Eliza wears fancy clothes to impress her friends and maintain a societal stature. Tight corsets and stiff bodices were ideal garments for women of the nineteenth century because they accentuated feminine features. Small waists and pushed up breasts were artificial ideals used to attract men. These constraints imprisoned Eliza, along with the majority of women, both physically and mentally. Though Rose tries to make Eliza fit the ideal feminine mold, she remains unmarried because she is a lot freer as a single woman. In nineteenth century Chile, a married woman could not travel, sign legal documents, go to court, or sell or buy anything without her husband's permission. Rose gave up her love life as well as the possibility of having a child in order to receive these freedoms. From this example, Eliza
develops feminist attitudes and plans to live her life independently, but that predilection dissipates as she becomes pubescent. During Eliza’s puberty, Rose tells Eliza that men will now be able to do whatever they want with her.
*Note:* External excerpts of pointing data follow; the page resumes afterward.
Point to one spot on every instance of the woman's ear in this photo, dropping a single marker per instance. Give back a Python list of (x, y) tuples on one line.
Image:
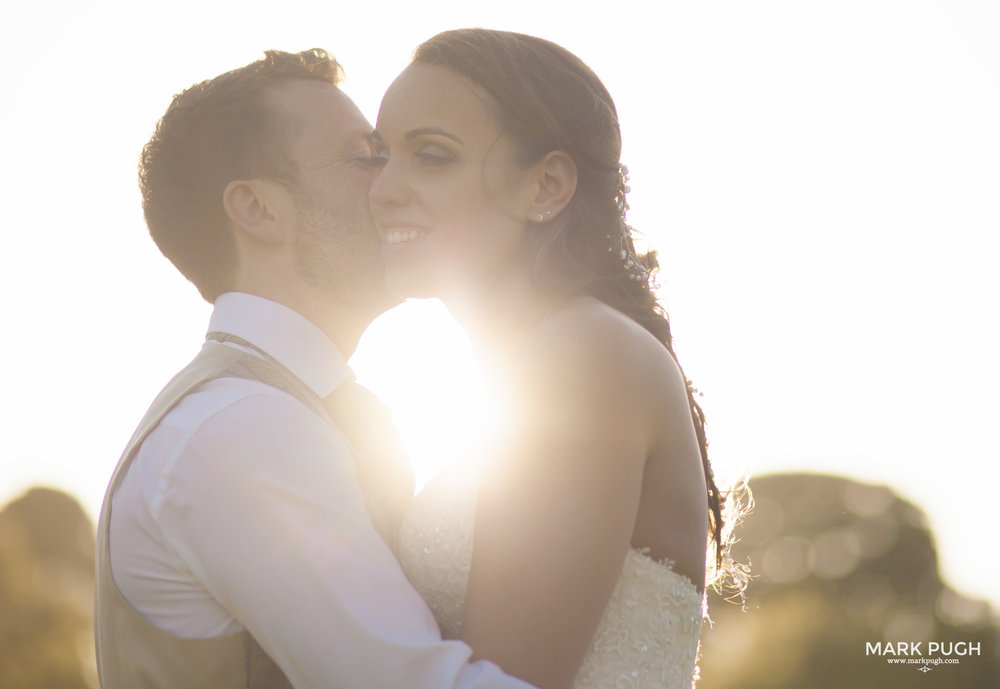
[(556, 186), (255, 208)]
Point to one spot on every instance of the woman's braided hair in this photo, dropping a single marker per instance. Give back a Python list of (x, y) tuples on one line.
[(547, 99)]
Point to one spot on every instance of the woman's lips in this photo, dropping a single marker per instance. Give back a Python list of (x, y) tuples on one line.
[(402, 235)]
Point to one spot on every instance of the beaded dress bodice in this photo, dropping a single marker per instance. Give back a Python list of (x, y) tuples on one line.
[(647, 638)]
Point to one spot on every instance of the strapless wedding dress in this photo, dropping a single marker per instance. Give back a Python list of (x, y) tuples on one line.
[(647, 638)]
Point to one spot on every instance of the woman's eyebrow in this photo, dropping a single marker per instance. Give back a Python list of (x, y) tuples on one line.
[(420, 131)]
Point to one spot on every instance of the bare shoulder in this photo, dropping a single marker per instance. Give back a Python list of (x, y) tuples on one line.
[(592, 350)]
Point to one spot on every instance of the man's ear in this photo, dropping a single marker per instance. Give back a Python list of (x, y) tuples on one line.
[(556, 185), (258, 209)]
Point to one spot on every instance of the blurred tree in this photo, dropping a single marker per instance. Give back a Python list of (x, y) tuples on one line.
[(46, 593), (838, 564)]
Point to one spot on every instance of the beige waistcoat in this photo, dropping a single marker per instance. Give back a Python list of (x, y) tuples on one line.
[(135, 654)]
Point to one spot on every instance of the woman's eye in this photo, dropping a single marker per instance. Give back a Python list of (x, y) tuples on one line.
[(434, 155)]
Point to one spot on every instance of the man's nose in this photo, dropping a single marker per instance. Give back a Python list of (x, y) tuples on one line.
[(388, 187)]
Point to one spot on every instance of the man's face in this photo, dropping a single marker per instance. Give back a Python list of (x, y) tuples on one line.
[(336, 247)]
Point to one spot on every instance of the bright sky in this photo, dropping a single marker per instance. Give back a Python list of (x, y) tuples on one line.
[(821, 180)]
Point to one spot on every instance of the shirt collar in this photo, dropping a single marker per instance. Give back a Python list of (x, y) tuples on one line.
[(285, 334)]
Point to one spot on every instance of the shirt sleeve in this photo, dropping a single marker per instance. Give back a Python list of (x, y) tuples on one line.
[(264, 506)]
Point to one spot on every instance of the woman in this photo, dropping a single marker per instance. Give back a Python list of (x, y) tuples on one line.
[(503, 195)]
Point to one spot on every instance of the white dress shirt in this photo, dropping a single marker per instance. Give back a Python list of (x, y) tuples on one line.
[(242, 510)]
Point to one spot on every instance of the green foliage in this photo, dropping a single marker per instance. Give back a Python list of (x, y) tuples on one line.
[(838, 564), (46, 593)]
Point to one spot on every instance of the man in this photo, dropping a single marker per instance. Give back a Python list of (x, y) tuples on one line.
[(235, 548)]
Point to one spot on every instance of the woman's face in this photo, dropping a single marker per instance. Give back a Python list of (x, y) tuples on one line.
[(450, 204)]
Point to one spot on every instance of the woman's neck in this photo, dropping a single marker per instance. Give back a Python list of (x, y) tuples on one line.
[(501, 318)]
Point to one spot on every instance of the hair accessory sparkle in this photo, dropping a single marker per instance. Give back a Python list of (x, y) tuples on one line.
[(626, 249)]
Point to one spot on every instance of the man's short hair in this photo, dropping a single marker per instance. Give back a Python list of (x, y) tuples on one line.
[(220, 130)]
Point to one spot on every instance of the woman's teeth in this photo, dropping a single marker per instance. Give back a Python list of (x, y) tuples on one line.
[(395, 237)]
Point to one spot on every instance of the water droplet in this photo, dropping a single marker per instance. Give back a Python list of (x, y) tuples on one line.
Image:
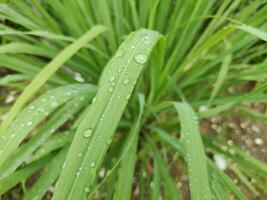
[(94, 100), (88, 133), (110, 89), (120, 53), (29, 123), (109, 141), (92, 164), (54, 104), (140, 58), (126, 82), (128, 96), (86, 189), (111, 79)]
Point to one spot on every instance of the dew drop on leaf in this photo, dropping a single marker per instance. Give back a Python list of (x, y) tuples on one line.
[(29, 123), (128, 96), (111, 79), (86, 189), (140, 58), (110, 90), (54, 104), (92, 164), (88, 133), (126, 82), (120, 53)]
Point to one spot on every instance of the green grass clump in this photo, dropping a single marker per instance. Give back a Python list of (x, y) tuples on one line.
[(112, 98)]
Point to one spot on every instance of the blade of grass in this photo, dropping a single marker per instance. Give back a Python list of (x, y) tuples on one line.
[(124, 185), (47, 72), (48, 177), (253, 31), (169, 185), (24, 152), (96, 130), (33, 114), (195, 154)]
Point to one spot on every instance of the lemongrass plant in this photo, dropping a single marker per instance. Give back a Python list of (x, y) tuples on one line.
[(112, 96)]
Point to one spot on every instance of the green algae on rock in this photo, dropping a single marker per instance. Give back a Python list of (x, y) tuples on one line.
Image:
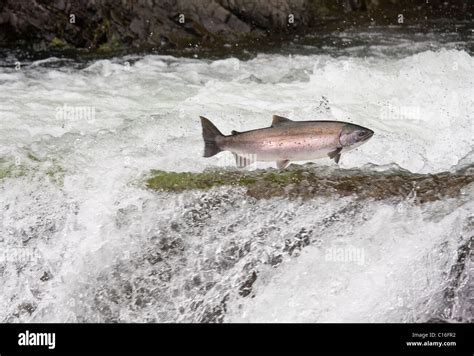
[(309, 181)]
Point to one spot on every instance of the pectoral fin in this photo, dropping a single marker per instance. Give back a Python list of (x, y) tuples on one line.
[(282, 164), (243, 161), (336, 154)]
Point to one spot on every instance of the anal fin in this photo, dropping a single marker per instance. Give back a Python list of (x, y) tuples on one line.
[(245, 160), (283, 163), (336, 154)]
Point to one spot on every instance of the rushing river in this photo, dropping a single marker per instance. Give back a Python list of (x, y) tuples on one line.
[(83, 239)]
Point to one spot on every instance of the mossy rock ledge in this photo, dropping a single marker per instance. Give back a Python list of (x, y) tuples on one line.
[(311, 181)]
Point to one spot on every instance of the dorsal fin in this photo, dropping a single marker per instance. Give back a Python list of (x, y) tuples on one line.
[(278, 120)]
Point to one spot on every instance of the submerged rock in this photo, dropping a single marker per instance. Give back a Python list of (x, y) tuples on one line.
[(310, 181)]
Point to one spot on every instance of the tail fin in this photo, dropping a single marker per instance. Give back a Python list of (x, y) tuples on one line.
[(209, 134)]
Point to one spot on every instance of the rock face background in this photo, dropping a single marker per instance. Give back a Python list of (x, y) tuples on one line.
[(106, 25)]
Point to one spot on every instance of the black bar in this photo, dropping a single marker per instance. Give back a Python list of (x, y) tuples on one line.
[(290, 338)]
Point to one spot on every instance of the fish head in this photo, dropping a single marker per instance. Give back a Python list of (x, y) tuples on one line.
[(352, 136)]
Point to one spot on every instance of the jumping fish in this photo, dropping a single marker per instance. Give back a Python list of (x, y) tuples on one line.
[(285, 140)]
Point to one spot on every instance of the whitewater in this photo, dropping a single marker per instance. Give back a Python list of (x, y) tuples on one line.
[(83, 240)]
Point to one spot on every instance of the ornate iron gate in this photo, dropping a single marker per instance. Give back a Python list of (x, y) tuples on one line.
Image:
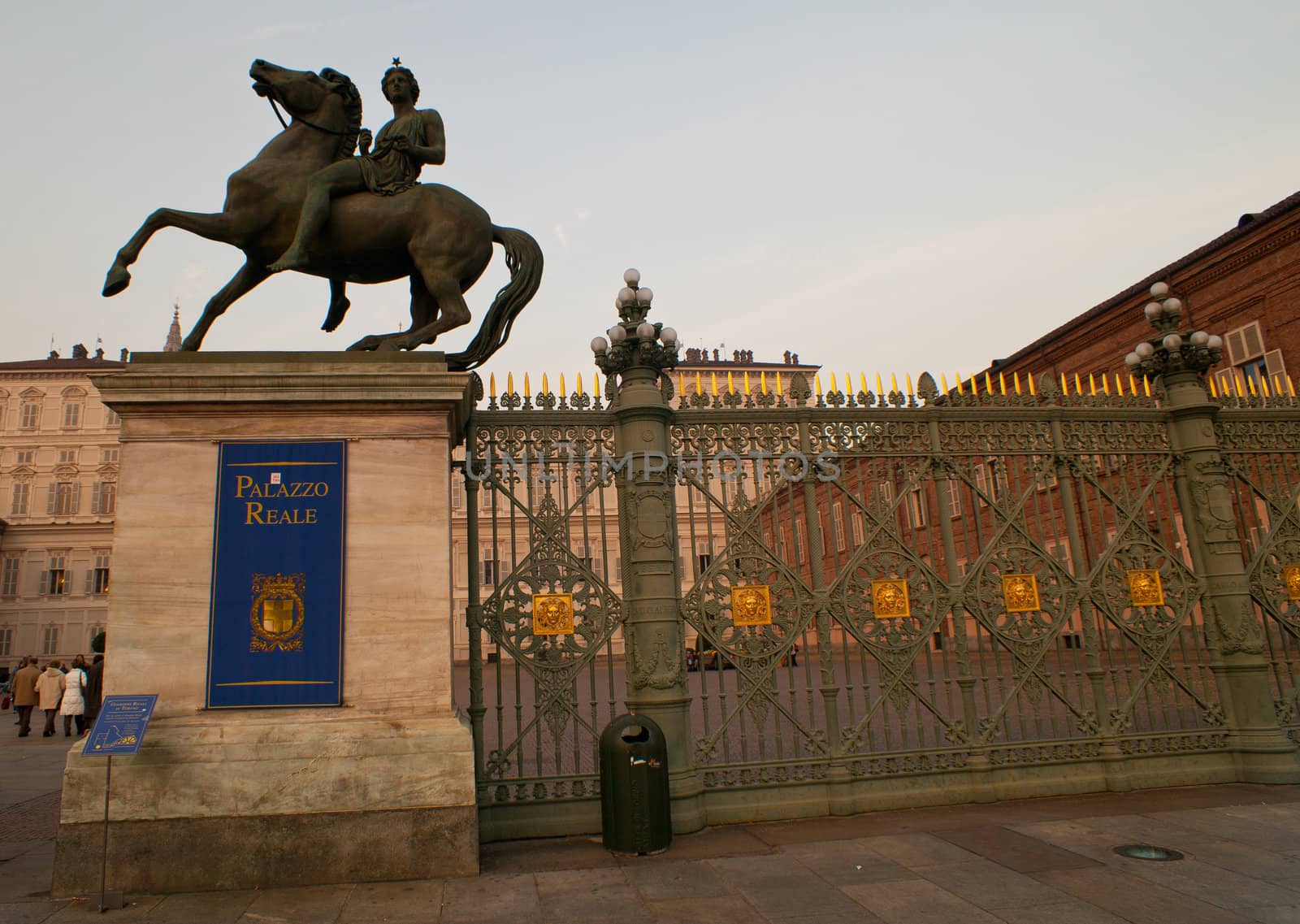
[(545, 623), (886, 600)]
This statement distorts Eliza’s understanding of society; she now believes men can, and will control every aspect of her life, including her body. Eliza displays this corrupt feminine definition when she develops sexual feelings for a man named Joaquin. Joaquin epitomizes passion to Eliza. Influenced by her immature zeal, she falls in love with a man who is not in love with her, but rather in love with the idea of socialism. Their “love” affair results in an accidental pregnancy. Joaquin abandons Chile and Eliza for riches in Califonia, and Eliza chases after him. She loses her baby while on the journey to San Francisco. The loss of her baby symbolizes the shedding of her past identity. In California, Eliza decides to embrace a new selfhood - one of a man. She is hopeful and wants to seize new opportunities, yet because of her tainted past, Eliza believes she cannot be free in the new environment unless she espouses a male identity: that of which she feels is the only role in society that is free of restraints. At first, Eliza is aggressive in her pursuit of who she is and what she wants; she soon finds, however, that even though she has accepted a masculine way of life she lacks the physical strength of a man. Discouraged that her gender has again restricted her, she beings to accept that she must define herself as a
female. Eliza’s uncontrollable desires eventually benefit her when she develops intimate feelings for a man named Tao Chi’en. Tao rescues young women who are brought to San Francisco and forced to become prostitutes. It is this new respect for females that gives Eliza the confidence she needs to become a liberated woman. She lives freely with Tao, as his equal:
“I am finding new strength in myself; I may always have had it and just didn’t know because I’d never had to call on it. I don’t know at what turn in the road I shed the person I used to be, Tao.”
Through Tao, Eliza learns that her real quest was not to pursue her desires or to search for love, but to find and define herself as a woman. The course of Daughter of Fortune takes Eliza Sommers on a journey that leads her into becoming a developed and liberated individual. She struggles to quell her desires while living in a tough, male-dominated society that subjects her to various limitations. In the end, Eliza realizes that she neither needs to enhance her physical aspects of femininity through painful and unnatural means nor does she need to strengthen her confidence by means of converting to a masculine lifestyle in order to be respected. Isabel Allende has created her own definition of what it means to be an independent female through her novel, Daughter of Fortune.